Reading an EPW file starts with function read_epw(), which parses an EPW file and returns an Epw object. The parsing process is basically as [EnergyPlus/WeatherManager.cc] in EnergyPlus, with some simplifications.

Details

An EPW file can be divided into two parts, headers and weather data. The first eight lines of a standard EPW file are normally headers which contains data of location, design conditions, typical/extreme periods, ground temperatures, holidays/daylight savings, data periods and other comments. Epw class provides methods to directly extract those data. For details on the data structure of EPW file, please see "Chapter 2 - Weather Converter Program" in EnergyPlus "Auxiliary Programs" documentation. An online version can be found here.

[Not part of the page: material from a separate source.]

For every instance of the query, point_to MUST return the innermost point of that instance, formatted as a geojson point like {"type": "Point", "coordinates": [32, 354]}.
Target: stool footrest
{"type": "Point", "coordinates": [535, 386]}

There are about 35 variables in the core weather data. However, not all of them are used by EnergyPlus. Actually, despite of date and time columns, only 13 columns are used:

  1. dry bulb temperature

  2. dew point temperature

  3. relative humidity

  4. atmospheric pressure

  5. horizontal infrared radiation intensity from sky

  6. direct normal radiation

  7. diffuse horizontal radiation

  8. wind direction

  9. wind speed

  10. present weather observation

  11. present weather codes

  12. snow depth

  13. liquid precipitation depth

Note the hour column in the core weather data corresponds to the period from (Hour-1)th to (Hour)th. For instance, if the number of interval per hour is 1, hour of 1 on a certain day corresponds to the period between 00:00:01 to 01:00:00, Hour of 2 corresponds to the period between 01:00:01 to 02:00:00, and etc. Currently, in EnergyPlus the minute column is not used to determine currently sub-hour time. For instance, if the number of interval per hour is 2, there is no difference between two rows with following time columns (a) Hour 1, Minute 0; Hour 1, Minute 30 and (b) Hour 1, Minute 30; Hour 1, Minute 60. Only the number of rows count. When EnergyPlus reads the EPW file, both (a) and (b) represent the same time period: 00:00:00 - 00:30:00 and 00:30:00 - 01:00:00. Missing data on the weather file used can be summarized in the eplusout.err file, if DisplayWeatherMissingDataWarnings is turned on in Output:Diagnostics object. In EnergyPlus, missing data is shown only for fields that EnergyPlus will use. EnergyPlus will fill some missing data automatically during simulation. Likewise out of range values are counted for each occurrence and summarized. However, note that the out of range values will not be changed by EnergyPlus and could affect your simulation.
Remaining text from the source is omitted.